Durante o dia, subíamos em árvores, comíamos frutas colhidas ali mesmo, acabávamos com as flores de agrião das hortas de vovô, só pra ficarmos com as línguas dormentes, e maternávamos as lebres com seus olhos vermelhos e orelhas cor de rosa.
 
Porém, à noite, não havia luz no muro, e do alpendre onde ficam a cisterna, as caixas de abelhas de vovô e o fogão de lenha da minha avó, deparávamos apenas com uma escuridão profunda, se não fossem noites de lua cheia. E dessa escuridão emanava um medo, medo pavoroso, medo infantil de bichos-papões e Cucas. Uma sombra nos espreitava do muro, nos encarava e nos punha pra dentro de casa com aquela sensação de estarmos sendo observados, esquadrinhados e amedrontados por um ser que não sabíamos. Um rei do reino da escuridão.
 
(...)
Anos se passaram, hoje eu tenho 43 anos, mas aquela sensação carimbou-se em minha memória de forma tal que o mesmo frio no estômago, o mesmo medo, e os mesmos olhos me encaram do muro, impulsionando-me a permanecer dentro de casa, embaixo dos lençóis.
 
Vivo hoje a mesma impressão de que há algo diabólico e sombrio pairando, não mais no muro dos meus avós, mas no mundo. Um ser infinitamente perigoso e letal, capaz de me arrastar pra escuridão profunda, no meio das árvores e das hortas, para um buraco frio, sem fundo e sem ar, em que retornar não é uma possibilidade.
 
Meu medo de criança tornou-se meu medo de adulta. Aquela imagem obscura, transferida de uma época e de uma imaginação fértil e infantil, materializa-se agora numa realidade de isolamento e números crescentes de infectados e mortos. O rei do meu medo pueril apresenta-se com uma coroa, corona. 
 
Imperioso e bravio, silencioso e letal como um bom estrategista de guerra, ele vai conquistando territórios, dia a dia, mais e mais, como num jogo de War (brinquedo também de uma infância já ida), ocupando partes do tabuleiro-mundi sem pedir qualquer tipo de autorização.
 
Estamos em guerra, WAR!, não conhecemos bem nosso adversário e estamos perdendo, por enquanto.
 
Nosso front de batalha, nossas trincheiras são nossas casas, são nossos abraços não dados, são nossos beijos virtuais, é nossa solidão e desamparo, é nosso “angustiar-se” sozinhos, é nosso choro ouvido por cada um de nós, solitariamente.

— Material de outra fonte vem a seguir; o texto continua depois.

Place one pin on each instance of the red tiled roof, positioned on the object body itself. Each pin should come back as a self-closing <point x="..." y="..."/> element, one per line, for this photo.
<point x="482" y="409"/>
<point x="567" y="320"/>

E enquanto nos isolamos, há outros soldados pesquisando, estudando, observando, procurando os pontos fracos desse rei inimigo, encontrando estratégias de domá-lo, de freá-lo nesse grande tabuleiro de War. E há outros que, mesmo temerosos, cuidam, resgatam, estabilizam, acompanham e salvam. (Não todos, mas todos que seus incansáveis esforços permitem).
 
(...)
Na infância, eu não consegui vencer o rei do submundo escuro do muro, pois era criança demais e sozinha para enfrentá-lo, mas agora acredito que venceremos, pois já não sou somente eu. Somos um exército, e já estamos nos armando com nossas particulares, solitárias e também comuns estratégias. 
(E não são com boas e inteligentes estratégias que ganhamos uma partida de War.!?)
 
No final desse jogo, sairemos vitoriosos e carregados de mais sabedoria e empatia. O mundo será um lugar melhor, (assim espero!) e esse medo será uma memória como o monstro do muro.